Minggu, 24 Mei 2026
Walisongo Global Media
Daily & Lifestyle

Kerap Jadi Pertanyaan, Ini Alasan Idul Adha Sering Disebut Sebagai Lebaran Haji

Admin WGM - Saturday, 23 May 2026 | 06:30 PM

Background
Kerap Jadi Pertanyaan, Ini Alasan Idul Adha Sering Disebut Sebagai Lebaran Haji
Ibadaha Haji (Seni Budaya Betawi /)

Perayaan Hari Raya Idul Adha selalu membawa atmosfer religius yang kental di seluruh penjuru dunia Islam, tidak terkecuali di Indonesia. Di tengah lapisan masyarakat, hari besar keagamaan ini secara konsisten karib disebut dengan istilah Lebaran Haji. Penyebaran istilah ini bukan sekadar pergantian nama musiman, melainkan sebuah bentuk narasi spiritual mendalam yang berhasil menghubungkan jarak fisik antara kemegahan prosesi ibadah di Istana Arafah, Makkah, dengan kekhusyukan ritual di masjid-masjid kampung halaman kita.

Secara historis dan teologis, penamaan Lebaran Haji ini lahir karena pelaksanaan Idul Adha bertepatan langsung dengan puncak rangkaian ibadah haji yang sedang ditunaikan oleh jutaan umat Muslim dari berbagai belahan dunia di tanah suci. Ketika para jemaah haji sedang berkumpul melaksanakan wukuf di padang Arafah sebuah momentum yang diibaratkan sebagai "istana" spiritual tempat manusia berserah diri secara total kepada Sang Pencipta umat Muslim di tanah air serentak mengumandangkan takbir di masjid-masjid lokal setempat.

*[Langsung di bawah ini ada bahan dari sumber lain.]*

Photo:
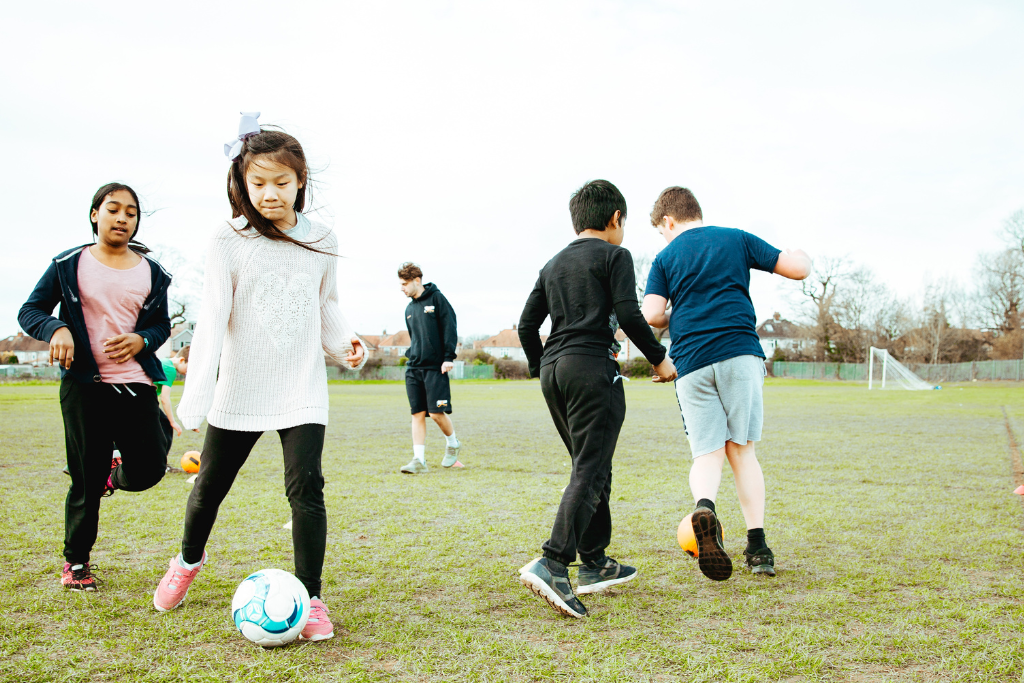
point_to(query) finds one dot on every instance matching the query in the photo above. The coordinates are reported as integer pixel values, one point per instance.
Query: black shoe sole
(712, 558)
(766, 569)
(535, 584)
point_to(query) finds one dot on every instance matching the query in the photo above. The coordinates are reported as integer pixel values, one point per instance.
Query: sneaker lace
(85, 573)
(317, 612)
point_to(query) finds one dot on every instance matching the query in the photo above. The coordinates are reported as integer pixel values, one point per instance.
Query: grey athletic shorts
(722, 402)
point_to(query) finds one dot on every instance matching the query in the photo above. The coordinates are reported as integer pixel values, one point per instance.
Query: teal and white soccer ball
(270, 607)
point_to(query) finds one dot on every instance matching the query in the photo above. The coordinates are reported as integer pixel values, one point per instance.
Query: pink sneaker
(174, 585)
(318, 626)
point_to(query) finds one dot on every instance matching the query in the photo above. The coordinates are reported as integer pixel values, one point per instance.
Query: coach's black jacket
(59, 286)
(430, 321)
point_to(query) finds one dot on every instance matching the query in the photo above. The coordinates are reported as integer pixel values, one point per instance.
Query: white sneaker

Keterikatan waktu dan esensi inilah yang kemudian melahirkan narasi spiritual yang kuat. Sebutan Lebaran Haji menjadi jembatan batin bagi masyarakat yang belum memiliki kesempatan fisik untuk berangkat ke Makkah. Jarak ribuan kilometer yang memisahkan antara padang Arafah di Arab Saudi dan menara masjid di kampung halaman seolah terkikis habis oleh kesamaan rasa, niat, dan kekhidmatan dalam mengagungkan asma Allah yang sama.

Hubungan spiritual ini tercermin nyata dari sinkronisasi aktivitas ibadah. Saat para jemaah haji menyelesaikan wukuf dan bersiap melakukan penyembelihan hewan kurban di Mina, umat Muslim di kampung-kampung halaman juga berbondong-bondong menuju masjid lokal untuk melaksanakan shalat Idul Adha secara berjamaah, yang kemudian dilanjutkan dengan pemotongan hewan kurban berupa sapi atau kambing.

Melalui narasi spiritual ini, masyarakat diajak untuk memahami bahwa esensi dari Lebaran Haji tidak terbatas pada mereka yang sedang mengenakan pakaian ihram di sekitar Kakbah saja. Kesakralan hari raya ini juga milik warga di pedesaan dan perkampungan yang dengan keterbatasannya tetap menghidupkan syiar Islam lewat gema takbiran, jabat tangan silaturahmi, serta pembagian daging kurban kepada sesama yang membutuhkan.

Pada akhirnya, penyebaran sebutan Lebaran Haji mempertegas sebuah pesan moral bahwa ruang dan waktu tidak dapat membatasi persaudaraan iman. Kemegahan ibadah di Istana Arafah dan kesederhanaan ritual di masjid kampung kita berdiri di atas satu fondasi spiritual yang setara, yaitu ketakwaan, pengorbanan, dan keikhlasan hati dalam menjalankan perintah agama demi meraih rida Ilahi.